沈む視界に、いきなりある物が入り込んできた。
「く、クレープ?」
なんで?
視界を上にずらすと、今買ってきたらしいクレープを2つ、右手と左手に持ってる遊馬がいた。
「ん」
「え、くれるの?」
苺と生クリームがいっぱい詰まったクレープを渡され、困惑しながらも受け取る。
甘い匂いに、食欲をそそられる。
「俺のおごり。これでも食べて元気出せよ」
「あたし、食べ物で機嫌が直るほど単純じゃないんですけど」
子ども扱いしないで。
頬を膨らませれば、遊馬は「してねぇよ」と返して、自分の分のクレープを豪快に食べた。

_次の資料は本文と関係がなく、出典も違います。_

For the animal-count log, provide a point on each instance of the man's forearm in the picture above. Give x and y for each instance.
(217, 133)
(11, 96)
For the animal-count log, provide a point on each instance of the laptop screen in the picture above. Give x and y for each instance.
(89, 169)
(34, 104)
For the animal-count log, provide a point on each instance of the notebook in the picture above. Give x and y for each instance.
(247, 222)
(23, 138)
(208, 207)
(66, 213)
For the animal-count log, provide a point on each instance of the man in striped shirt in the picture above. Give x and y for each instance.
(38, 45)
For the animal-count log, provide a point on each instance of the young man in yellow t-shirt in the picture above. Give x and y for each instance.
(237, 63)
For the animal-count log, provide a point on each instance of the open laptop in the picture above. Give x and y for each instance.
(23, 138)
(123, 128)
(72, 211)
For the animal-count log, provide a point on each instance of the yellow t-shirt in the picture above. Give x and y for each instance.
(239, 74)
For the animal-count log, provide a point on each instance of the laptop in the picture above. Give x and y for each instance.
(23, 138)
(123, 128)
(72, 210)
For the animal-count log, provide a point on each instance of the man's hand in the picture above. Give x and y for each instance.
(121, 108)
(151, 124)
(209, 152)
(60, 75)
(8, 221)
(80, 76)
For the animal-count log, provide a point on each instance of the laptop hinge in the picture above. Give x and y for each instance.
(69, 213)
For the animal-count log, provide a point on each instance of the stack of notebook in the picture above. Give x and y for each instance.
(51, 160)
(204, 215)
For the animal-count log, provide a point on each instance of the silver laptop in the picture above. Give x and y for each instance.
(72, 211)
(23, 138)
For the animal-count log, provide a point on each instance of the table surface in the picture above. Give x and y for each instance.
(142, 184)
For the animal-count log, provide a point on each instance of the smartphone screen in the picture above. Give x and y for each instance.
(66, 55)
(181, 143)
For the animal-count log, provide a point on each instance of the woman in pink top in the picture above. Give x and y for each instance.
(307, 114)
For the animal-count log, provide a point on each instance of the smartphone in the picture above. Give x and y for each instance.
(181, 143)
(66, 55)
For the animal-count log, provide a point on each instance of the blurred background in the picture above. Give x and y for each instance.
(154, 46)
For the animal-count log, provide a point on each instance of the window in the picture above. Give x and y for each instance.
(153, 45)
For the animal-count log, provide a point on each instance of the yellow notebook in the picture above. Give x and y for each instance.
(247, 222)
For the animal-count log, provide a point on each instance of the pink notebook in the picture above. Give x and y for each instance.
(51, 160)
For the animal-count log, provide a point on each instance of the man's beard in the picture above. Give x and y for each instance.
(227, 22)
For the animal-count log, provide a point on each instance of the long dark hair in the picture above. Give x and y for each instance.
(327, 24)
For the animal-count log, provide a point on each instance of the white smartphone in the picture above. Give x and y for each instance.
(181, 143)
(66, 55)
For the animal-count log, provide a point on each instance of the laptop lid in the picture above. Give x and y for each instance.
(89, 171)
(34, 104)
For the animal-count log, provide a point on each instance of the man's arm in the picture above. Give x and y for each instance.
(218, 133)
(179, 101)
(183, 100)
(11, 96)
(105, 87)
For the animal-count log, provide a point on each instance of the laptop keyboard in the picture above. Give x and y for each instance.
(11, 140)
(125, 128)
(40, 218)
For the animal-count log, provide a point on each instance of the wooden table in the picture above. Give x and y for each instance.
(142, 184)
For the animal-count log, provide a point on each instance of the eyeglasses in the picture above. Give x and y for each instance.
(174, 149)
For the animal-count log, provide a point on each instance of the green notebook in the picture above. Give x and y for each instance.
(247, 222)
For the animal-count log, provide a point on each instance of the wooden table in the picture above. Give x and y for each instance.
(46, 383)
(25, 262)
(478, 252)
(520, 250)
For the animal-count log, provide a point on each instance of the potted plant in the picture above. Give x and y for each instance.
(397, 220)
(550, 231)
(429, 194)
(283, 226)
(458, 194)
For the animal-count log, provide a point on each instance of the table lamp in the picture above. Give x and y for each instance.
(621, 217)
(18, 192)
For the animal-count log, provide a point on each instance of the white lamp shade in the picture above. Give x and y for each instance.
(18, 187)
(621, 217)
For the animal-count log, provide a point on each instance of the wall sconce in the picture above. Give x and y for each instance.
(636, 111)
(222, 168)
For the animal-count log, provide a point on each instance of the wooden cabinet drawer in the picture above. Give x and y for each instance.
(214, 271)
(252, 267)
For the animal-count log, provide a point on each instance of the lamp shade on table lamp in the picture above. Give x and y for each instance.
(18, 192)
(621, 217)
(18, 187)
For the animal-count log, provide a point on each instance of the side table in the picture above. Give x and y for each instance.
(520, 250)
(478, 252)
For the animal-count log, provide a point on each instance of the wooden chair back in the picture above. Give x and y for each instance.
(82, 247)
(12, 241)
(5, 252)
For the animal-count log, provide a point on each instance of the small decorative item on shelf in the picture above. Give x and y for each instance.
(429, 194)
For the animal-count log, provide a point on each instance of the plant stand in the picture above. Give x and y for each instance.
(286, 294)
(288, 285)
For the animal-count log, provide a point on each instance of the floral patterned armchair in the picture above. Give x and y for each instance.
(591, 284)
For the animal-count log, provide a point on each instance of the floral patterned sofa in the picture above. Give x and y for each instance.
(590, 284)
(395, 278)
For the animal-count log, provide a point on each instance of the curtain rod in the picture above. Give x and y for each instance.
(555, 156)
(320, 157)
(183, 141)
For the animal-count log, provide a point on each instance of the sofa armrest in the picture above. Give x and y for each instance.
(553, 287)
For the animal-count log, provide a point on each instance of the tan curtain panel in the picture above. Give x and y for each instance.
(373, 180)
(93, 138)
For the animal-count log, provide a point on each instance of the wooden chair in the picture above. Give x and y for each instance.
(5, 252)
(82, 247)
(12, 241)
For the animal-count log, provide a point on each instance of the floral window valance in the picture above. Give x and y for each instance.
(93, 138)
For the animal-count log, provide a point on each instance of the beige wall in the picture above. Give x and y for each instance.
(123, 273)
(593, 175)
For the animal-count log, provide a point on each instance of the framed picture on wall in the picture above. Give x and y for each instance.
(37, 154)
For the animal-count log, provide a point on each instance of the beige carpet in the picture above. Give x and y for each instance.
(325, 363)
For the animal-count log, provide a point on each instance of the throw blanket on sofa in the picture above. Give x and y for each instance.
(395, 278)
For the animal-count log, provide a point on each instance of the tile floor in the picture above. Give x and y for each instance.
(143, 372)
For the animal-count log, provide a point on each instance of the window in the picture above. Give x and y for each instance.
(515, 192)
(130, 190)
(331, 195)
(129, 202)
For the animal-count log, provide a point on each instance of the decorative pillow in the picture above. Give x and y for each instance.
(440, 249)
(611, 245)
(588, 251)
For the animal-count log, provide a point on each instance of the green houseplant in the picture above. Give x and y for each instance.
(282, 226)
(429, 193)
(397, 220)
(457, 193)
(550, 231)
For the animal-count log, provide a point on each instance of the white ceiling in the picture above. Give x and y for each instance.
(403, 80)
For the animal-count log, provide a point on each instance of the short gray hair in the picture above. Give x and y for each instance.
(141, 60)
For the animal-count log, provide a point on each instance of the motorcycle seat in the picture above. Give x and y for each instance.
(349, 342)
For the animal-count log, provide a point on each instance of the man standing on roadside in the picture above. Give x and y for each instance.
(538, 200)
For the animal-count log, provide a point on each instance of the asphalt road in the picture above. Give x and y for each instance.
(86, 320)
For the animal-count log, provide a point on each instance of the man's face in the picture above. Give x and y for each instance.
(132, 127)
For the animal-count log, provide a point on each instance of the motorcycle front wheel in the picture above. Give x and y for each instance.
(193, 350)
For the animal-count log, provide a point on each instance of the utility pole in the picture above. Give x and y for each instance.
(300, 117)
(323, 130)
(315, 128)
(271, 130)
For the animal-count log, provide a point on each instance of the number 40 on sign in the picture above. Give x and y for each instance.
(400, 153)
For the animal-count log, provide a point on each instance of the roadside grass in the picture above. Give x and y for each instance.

……とはいっても、食べなかったらクレープが無駄になっちゃうもんね。
いただきます、と一口クレープを頬張った。
んっ、美味しい!
「ははっ、結局食うんじゃねぇか。素直じゃねぇな」
ハッとして唇を尖らせたら、遊馬があたしの口の端についてたクリームを親指で拭った。
……やっぱり、子ども扱いしてる。